Siti Aminah Tardi, Komisioner Komnas Perempuan lainya menjelaskan modus kekerasan berbasis siber yang digunakan pelaku antara lain penyebaran konten intim non konsensual dengan ancaman pemerasan. Luasnya akses dalam ranah dunia maya juga memungkinkan adanya pihak lain menjadi pelaku kekerasan.
“Kita harus sama-sama mendorong agar internet menjadi ruang aman dari kekerasan seksual. Itu meliputi antara lain dengan melakukan pendidikan publik untuk kecerdasan digital, membangun dukugan netizen untuk melaporkan kasus berbasis siber, dan mendukung korban," tegas Siti Aminah.
" Negara, dalam hal ini Keminfo (Kementerian Komunikasi dan Informatika) Informa. dan penegak hukum lain yang menangani kejahatan siber mesti segera bertindak mencegah meluasnya penyebaran konten intim,” ungkapnya.
KOMPAS/AGUS SUSANTO
Penolakan kekerasan terhadap perempuan disuarakan aktivis dalam media luar ruang di kolong Jalan Saharjo, Tebet, Jakarta Selatan, Kamis (19/3/2020).

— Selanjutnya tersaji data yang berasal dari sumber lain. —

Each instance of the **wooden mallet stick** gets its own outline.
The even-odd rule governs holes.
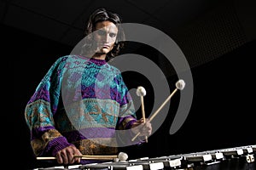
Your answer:
[[[86,160],[113,160],[118,158],[118,156],[73,156],[74,157],[80,157]],[[54,156],[37,157],[37,160],[55,160]]]
[[[173,90],[173,92],[168,96],[168,98],[164,101],[164,103],[156,110],[156,111],[149,117],[148,122],[151,122],[155,116],[157,116],[157,114],[160,112],[160,110],[161,109],[163,109],[163,107],[166,105],[166,103],[171,99],[171,98],[174,95],[174,94],[179,89],[179,90],[183,90],[185,87],[185,82],[183,80],[178,80],[176,82],[176,88]],[[138,132],[137,133],[136,136],[133,137],[133,139],[131,139],[131,141],[134,141],[135,139],[137,139],[137,137],[138,137],[138,135],[140,135],[140,132]]]
[[[145,116],[145,110],[144,110],[144,100],[143,100],[143,96],[146,95],[146,90],[143,87],[139,86],[137,88],[136,92],[137,95],[141,98],[141,103],[142,103],[142,114],[143,114],[143,122],[146,122],[146,116]],[[146,143],[148,143],[148,136],[145,136]]]

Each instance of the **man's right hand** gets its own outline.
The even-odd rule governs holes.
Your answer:
[[[74,145],[70,145],[59,150],[55,157],[59,164],[71,165],[79,163],[80,157],[74,157],[73,156],[82,156],[82,154]]]

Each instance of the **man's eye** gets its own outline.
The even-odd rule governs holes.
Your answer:
[[[98,31],[97,34],[100,36],[103,36],[103,35],[105,35],[105,32],[103,31]]]
[[[110,36],[110,37],[115,37],[116,34],[115,33],[110,33],[109,36]]]

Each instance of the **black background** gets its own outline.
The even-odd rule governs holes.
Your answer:
[[[253,31],[247,32],[247,41],[244,44],[191,68],[193,103],[182,128],[175,134],[169,134],[178,105],[177,94],[172,99],[173,103],[168,116],[160,128],[149,137],[148,143],[123,148],[129,159],[255,144],[256,42],[253,35]],[[3,105],[2,111],[2,147],[9,148],[6,162],[11,162],[11,166],[17,166],[19,169],[29,169],[35,167],[37,162],[32,156],[24,118],[26,105],[53,62],[69,54],[73,47],[4,25],[1,25],[1,39],[3,44],[2,65],[7,67],[2,76],[2,84],[7,87],[2,90],[8,103]],[[149,53],[151,50],[143,47],[133,52],[149,57],[154,53],[157,54],[155,51]],[[124,74],[129,88],[136,87],[139,82],[146,89],[150,88],[146,79],[132,74]],[[173,88],[176,76],[170,76],[168,80]],[[150,90],[147,93],[145,110],[149,111],[154,96],[150,95]],[[22,163],[18,163],[20,161]]]

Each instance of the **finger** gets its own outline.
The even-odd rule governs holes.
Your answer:
[[[57,162],[59,164],[62,164],[63,163],[63,160],[62,160],[62,157],[61,156],[61,152],[58,152],[55,156],[56,159],[57,159]]]

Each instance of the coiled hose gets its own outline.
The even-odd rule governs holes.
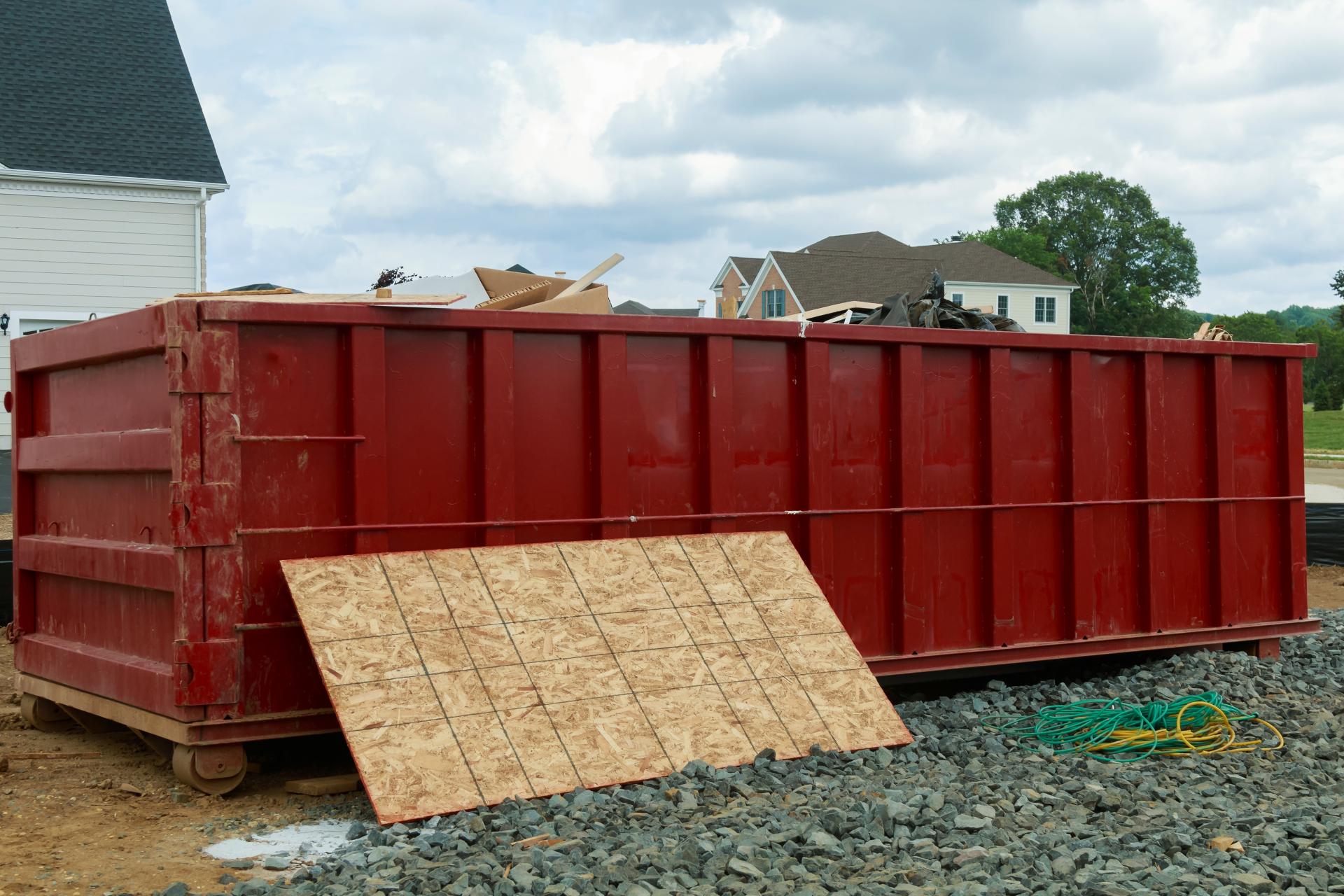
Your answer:
[[[1238,740],[1236,723],[1263,725],[1274,732],[1278,743],[1266,746],[1263,737]],[[1004,735],[1039,740],[1055,752],[1085,752],[1103,762],[1284,747],[1278,728],[1238,709],[1214,690],[1142,705],[1122,700],[1078,700],[1027,716],[989,716],[984,724]]]

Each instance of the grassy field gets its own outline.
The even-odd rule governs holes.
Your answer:
[[[1306,411],[1302,423],[1308,451],[1344,451],[1344,411]]]

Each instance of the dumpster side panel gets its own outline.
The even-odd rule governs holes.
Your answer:
[[[16,666],[190,720],[167,347],[163,308],[15,343]]]
[[[1308,352],[257,301],[24,337],[19,668],[312,729],[281,559],[750,529],[879,673],[1312,630]]]
[[[1296,347],[212,313],[242,321],[249,712],[323,703],[282,673],[286,556],[784,529],[883,672],[1296,618]]]

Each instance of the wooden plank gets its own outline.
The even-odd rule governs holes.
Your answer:
[[[331,797],[333,794],[351,794],[360,790],[363,785],[359,774],[328,775],[325,778],[297,778],[285,782],[286,794],[302,794],[304,797]]]
[[[679,598],[703,603],[673,603],[663,586],[681,564]],[[695,758],[741,764],[765,747],[910,742],[784,532],[281,568],[383,822],[642,780]],[[688,578],[738,587],[695,595]]]
[[[566,296],[573,296],[579,290],[587,289],[589,286],[593,285],[593,282],[598,277],[612,270],[622,261],[625,261],[625,255],[622,255],[621,253],[612,253],[610,258],[607,258],[605,262],[602,262],[589,273],[583,274],[583,277],[579,277],[577,281],[574,281],[573,283],[558,292],[555,296],[552,296],[552,298],[564,298]]]

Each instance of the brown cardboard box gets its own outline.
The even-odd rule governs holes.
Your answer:
[[[482,310],[566,312],[571,314],[609,314],[612,312],[612,302],[606,286],[602,283],[593,283],[571,296],[555,298],[574,281],[491,267],[473,270],[489,296],[487,301],[477,305]]]

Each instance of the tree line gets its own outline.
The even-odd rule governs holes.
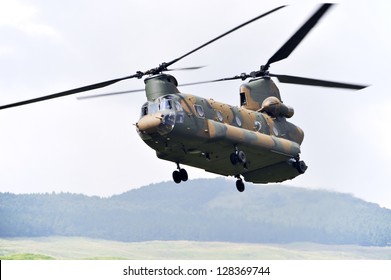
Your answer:
[[[0,193],[0,237],[83,236],[391,245],[391,210],[352,195],[225,179],[153,184],[109,198]]]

Catatan Tahunan Komisi Nasional Anti Kekerasan terhadap Perempuan (Komnas Perempuan) 2020 selama 12 tahun, jumlah laporan kasus kekerasan terhadap perempuan meningkat hampir delapan kali lipat.
Dispensasi nikah
Pada Catahu 2020 juga menemukan dispensasi nikah (perkawinan anak) adalah hal lainnya yang terjadi peningkatan ekstrem tiga kali lipat berdasarkan data Badan Peradilan Agama (Badilag) Mahkamah Agung yakni dari 23.126 kasus di tahun 2019, naik tajam sebesar 64.211 kasus pada tahun 2020.
“Hal ini disebabkan antara lain situasi pandemi seperti intensitas penggunaan gawai dan persoalan ekonomi keluarga serta adanya perubahan UU Perkawinan yang menaikkan usia kawin menjadi 19 tahun bagi perempuan,” ujar Retty Ratnawati, Komisioner Komnas Perempuan.
Menteri Pemberdayaan Perempuan dan Perlindungan Anak (PPPA) I Gusti Ayu Bintang Darmawati menyatakan pencegahan kekerasan perempuan pada masa pandemi perlu mendapat perhatian khusus semua pihak. “Tantangan penting untuk diselesaikan terkait posisi perempuan semakin rentan, akibat ketimpangan jender diperburuk pandemi Covid-19,” ujarnya.
Ketimpangan jender tersebut bermuara pada isu-isu lainnya yakni beban ganda, kekerasan terhadap perempuan dan anak, perkawinan anak, hingga penurunan akses ke layanan kesehatan reproduksi dan seksual.